Most facial analysis tools that take themselves seriously charge a subscription. QOVES charges $150 a year. Several smaller competitors charge $9 to $19 a month. Facet charges $39 once.
That choice is not a discount. It is a different read of what kind of product this is.
When subscriptions make sense
Subscriptions match products you use every week. Notion. Spotify. Whoop. The cost is predictable and the value compounds with each session. The user keeps the app because they keep opening it.

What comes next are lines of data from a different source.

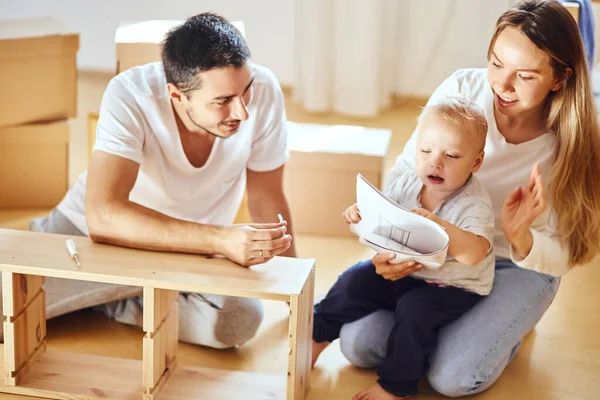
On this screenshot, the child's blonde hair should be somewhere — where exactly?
[417,97,488,151]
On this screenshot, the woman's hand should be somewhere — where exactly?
[342,203,361,224]
[500,163,546,259]
[371,253,423,281]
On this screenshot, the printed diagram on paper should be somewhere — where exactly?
[375,215,413,251]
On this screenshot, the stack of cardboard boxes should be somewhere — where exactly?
[0,18,79,208]
[106,20,392,236]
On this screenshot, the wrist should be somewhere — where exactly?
[206,225,229,255]
[507,229,533,260]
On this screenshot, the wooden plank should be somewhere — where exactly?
[143,304,179,393]
[287,268,315,400]
[142,287,179,400]
[144,287,179,332]
[2,272,45,317]
[4,289,46,385]
[0,349,286,400]
[0,229,314,300]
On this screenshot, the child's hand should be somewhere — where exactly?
[342,203,361,224]
[411,208,441,225]
[371,253,423,281]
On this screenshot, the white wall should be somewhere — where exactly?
[0,0,600,96]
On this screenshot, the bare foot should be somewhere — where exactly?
[310,340,331,368]
[352,383,409,400]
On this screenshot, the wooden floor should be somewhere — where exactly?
[0,82,600,400]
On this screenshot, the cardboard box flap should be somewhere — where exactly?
[0,121,69,147]
[115,20,245,57]
[0,17,79,59]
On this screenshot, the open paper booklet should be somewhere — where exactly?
[350,174,450,269]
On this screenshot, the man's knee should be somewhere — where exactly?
[214,297,264,348]
[427,365,478,397]
[340,328,376,368]
[340,310,394,368]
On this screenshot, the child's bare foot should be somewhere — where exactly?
[310,340,331,368]
[352,383,409,400]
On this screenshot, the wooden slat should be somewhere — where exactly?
[4,290,46,385]
[2,272,45,317]
[0,350,285,400]
[287,269,315,400]
[0,229,314,300]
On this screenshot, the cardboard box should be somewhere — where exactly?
[0,121,69,208]
[0,18,79,127]
[115,20,245,73]
[284,122,392,236]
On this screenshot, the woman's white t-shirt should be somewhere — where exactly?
[58,62,289,234]
[388,68,568,275]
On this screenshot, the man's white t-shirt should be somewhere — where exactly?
[57,62,289,235]
[388,68,568,275]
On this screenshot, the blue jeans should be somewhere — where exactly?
[340,260,560,397]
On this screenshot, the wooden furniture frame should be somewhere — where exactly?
[0,229,315,400]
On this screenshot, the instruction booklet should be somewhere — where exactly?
[350,174,450,269]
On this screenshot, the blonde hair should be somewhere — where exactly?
[417,97,488,151]
[488,0,600,268]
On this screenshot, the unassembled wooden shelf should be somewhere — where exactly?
[0,229,315,400]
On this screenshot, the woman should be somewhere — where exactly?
[340,0,600,397]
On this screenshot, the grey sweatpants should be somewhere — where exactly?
[0,209,263,348]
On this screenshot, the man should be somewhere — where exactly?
[19,13,295,348]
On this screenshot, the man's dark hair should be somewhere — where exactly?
[162,13,250,94]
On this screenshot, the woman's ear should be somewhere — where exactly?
[551,67,573,92]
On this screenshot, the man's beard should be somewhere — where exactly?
[185,107,238,139]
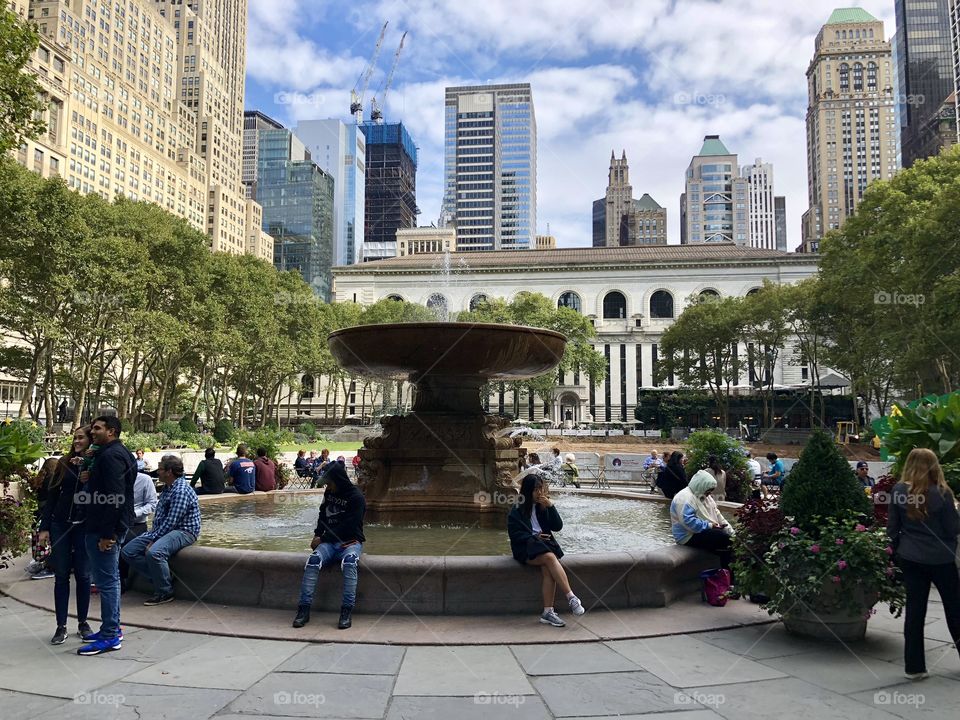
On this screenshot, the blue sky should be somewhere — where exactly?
[246,0,896,250]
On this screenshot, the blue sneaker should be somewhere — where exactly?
[77,635,123,655]
[80,625,123,642]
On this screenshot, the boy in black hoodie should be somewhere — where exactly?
[293,462,367,630]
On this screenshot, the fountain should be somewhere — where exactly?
[328,322,566,527]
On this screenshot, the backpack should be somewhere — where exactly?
[700,569,731,607]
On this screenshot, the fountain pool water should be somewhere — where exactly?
[200,493,673,556]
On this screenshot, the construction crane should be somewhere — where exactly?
[370,32,407,125]
[350,20,390,125]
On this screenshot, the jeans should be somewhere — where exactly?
[300,543,363,607]
[897,558,960,673]
[84,533,120,639]
[123,530,197,595]
[50,522,90,627]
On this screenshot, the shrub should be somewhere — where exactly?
[213,418,236,443]
[177,415,200,435]
[686,430,750,502]
[780,430,873,532]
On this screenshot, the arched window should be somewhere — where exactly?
[557,290,583,312]
[300,375,314,400]
[603,290,627,320]
[470,293,490,312]
[853,63,863,91]
[427,293,449,320]
[650,290,673,319]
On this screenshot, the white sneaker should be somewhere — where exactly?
[540,610,566,627]
[570,595,587,617]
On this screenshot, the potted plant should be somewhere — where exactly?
[734,431,904,641]
[0,420,44,568]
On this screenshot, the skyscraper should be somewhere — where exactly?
[442,83,537,252]
[680,135,750,245]
[743,158,777,250]
[896,0,956,167]
[360,122,420,261]
[244,111,334,301]
[294,120,367,265]
[593,150,667,247]
[799,8,905,252]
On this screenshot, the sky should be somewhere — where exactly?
[245,0,896,250]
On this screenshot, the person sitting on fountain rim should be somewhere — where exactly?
[507,472,586,627]
[293,462,367,630]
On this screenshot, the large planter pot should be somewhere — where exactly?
[782,585,877,642]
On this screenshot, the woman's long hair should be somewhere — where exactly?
[900,448,954,522]
[520,472,543,521]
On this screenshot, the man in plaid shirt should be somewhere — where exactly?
[121,455,200,605]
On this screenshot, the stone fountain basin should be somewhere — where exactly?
[328,322,567,380]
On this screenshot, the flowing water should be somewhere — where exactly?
[199,492,673,555]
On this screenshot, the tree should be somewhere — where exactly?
[658,297,743,427]
[0,3,47,155]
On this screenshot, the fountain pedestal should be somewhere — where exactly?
[329,323,566,527]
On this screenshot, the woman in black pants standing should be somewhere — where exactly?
[887,448,960,680]
[40,426,93,645]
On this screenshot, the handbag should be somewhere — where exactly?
[700,568,731,607]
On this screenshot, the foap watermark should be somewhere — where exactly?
[673,690,727,708]
[73,690,127,708]
[873,690,927,710]
[473,691,527,707]
[473,490,523,505]
[273,91,326,105]
[273,690,327,708]
[673,90,727,107]
[873,290,927,307]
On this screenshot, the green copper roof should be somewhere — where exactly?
[633,193,663,210]
[700,135,730,155]
[827,8,877,25]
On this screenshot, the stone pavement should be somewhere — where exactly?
[0,583,960,720]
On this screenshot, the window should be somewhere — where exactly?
[470,293,490,312]
[650,290,673,319]
[557,290,583,312]
[603,290,627,320]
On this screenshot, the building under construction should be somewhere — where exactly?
[360,122,420,261]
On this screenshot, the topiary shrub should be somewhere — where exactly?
[177,415,200,435]
[213,418,236,443]
[780,430,873,532]
[686,430,750,502]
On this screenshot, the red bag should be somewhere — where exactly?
[700,569,731,607]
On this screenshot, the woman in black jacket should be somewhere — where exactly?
[507,472,586,627]
[40,426,92,645]
[657,450,687,500]
[887,448,960,680]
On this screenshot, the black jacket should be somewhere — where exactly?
[40,457,84,532]
[190,458,224,495]
[313,462,367,544]
[77,440,137,540]
[657,465,687,498]
[507,505,563,563]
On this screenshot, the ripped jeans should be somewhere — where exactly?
[300,543,363,607]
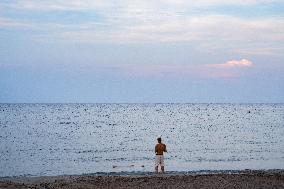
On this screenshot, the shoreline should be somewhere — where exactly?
[0,169,284,189]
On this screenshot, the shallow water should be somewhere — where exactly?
[0,104,284,177]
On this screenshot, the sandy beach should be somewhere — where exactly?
[0,170,284,189]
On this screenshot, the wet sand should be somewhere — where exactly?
[0,171,284,189]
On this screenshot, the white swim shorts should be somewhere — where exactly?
[155,155,165,166]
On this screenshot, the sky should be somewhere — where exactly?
[0,0,284,103]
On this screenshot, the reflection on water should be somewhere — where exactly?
[0,104,284,176]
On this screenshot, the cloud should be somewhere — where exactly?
[207,59,253,68]
[0,0,284,56]
[3,0,281,11]
[0,18,31,28]
[118,59,253,78]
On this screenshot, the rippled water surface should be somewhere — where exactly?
[0,104,284,176]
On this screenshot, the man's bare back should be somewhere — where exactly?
[155,137,167,173]
[155,143,167,155]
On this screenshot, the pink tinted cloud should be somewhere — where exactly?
[208,59,253,68]
[120,59,253,78]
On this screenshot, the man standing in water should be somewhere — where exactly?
[155,137,167,173]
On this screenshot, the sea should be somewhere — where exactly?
[0,103,284,177]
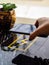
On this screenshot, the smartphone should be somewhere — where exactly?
[10,24,36,35]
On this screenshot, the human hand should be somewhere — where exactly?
[29,17,49,40]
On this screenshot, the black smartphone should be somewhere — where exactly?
[10,24,36,35]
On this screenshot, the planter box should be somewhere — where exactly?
[0,10,16,31]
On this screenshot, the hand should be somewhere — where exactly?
[29,17,49,40]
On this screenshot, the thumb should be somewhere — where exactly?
[35,20,39,28]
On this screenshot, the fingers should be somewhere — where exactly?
[29,31,37,41]
[35,20,39,28]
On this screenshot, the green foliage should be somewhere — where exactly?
[2,3,16,11]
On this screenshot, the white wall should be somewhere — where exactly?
[0,0,49,6]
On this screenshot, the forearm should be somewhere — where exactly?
[29,23,49,40]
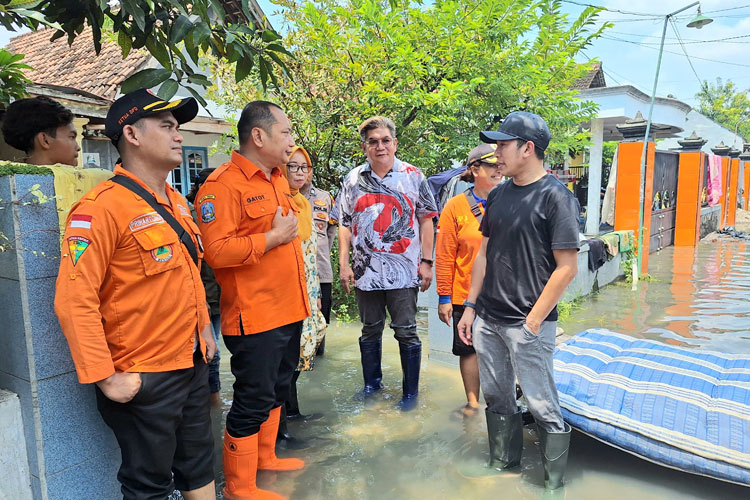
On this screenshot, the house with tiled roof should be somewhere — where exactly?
[0,0,271,194]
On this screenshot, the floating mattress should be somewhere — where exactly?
[555,329,750,485]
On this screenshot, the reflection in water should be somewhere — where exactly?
[213,236,750,500]
[560,237,750,353]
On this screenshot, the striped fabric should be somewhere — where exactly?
[555,329,750,485]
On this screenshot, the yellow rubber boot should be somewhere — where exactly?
[223,430,286,500]
[258,406,305,471]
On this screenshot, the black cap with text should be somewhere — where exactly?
[479,111,550,151]
[104,89,198,146]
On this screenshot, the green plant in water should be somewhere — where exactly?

Facial analysis does not fit that pattern. Most users scan once, get a clinical baseline, and act on it. Some return months later to track changes after a skincare regimen or a procedure. Almost nobody scans weekly, and there is no scoring reason to.
The QOVES math
At $150 per year, the average QOVES user pays roughly $125 per usable scan, given typical re-scan behaviour in the category. That is not a bad price for a thorough clinical report. It is also a price that prices out the audience most likely to act on the report: 24 to 32 year olds optimising self-image while saving for everything else.
The Facet math
$39 once buys lifetime access. Unlimited rescans. New modules at no extra cost. Margins survive because Claude API tokens cost roughly $1 to $3 per scan and scans are user-initiated, not idle-running.
- Lower commitment. No renewal anxiety. Easy to compare against a single QOVES year.
- Better filter. Free attracts users who will not act on the report. $39 selects for intent.
- Cleaner message. "Lifetime access for $39" is a sentence. "$9 a month, billed annually, cancel anytime" is a contract.
What we lose
Honest acknowledgement: subscriptions print recurring revenue, smooth cash flow, and give marketing teams something to retain against. We give all of that up by pricing once. The bet is that the audience we want will reward a one-time price more than they will tolerate a monthly charge for software they barely open.
Why not $19, why not $99
$19 is too cheap to signal premium and leaves no margin for support or refunds. $99 triggers full purchase consideration: research, comparison, hesitation. A pre-launch product rarely wins a fully-considered $99 decision. $39 sits in the impulse-pay band for the ICP and still leaves enough margin to run support, build new modules, and absorb refunds where required by law.
Said differently: the price you choose decides what kind of customer you get. $39 reaches the person who already spends $100 a month on skincare and a $150 dermatology consult once a year, and who will look at this and decide it is worth the half-hour of attention.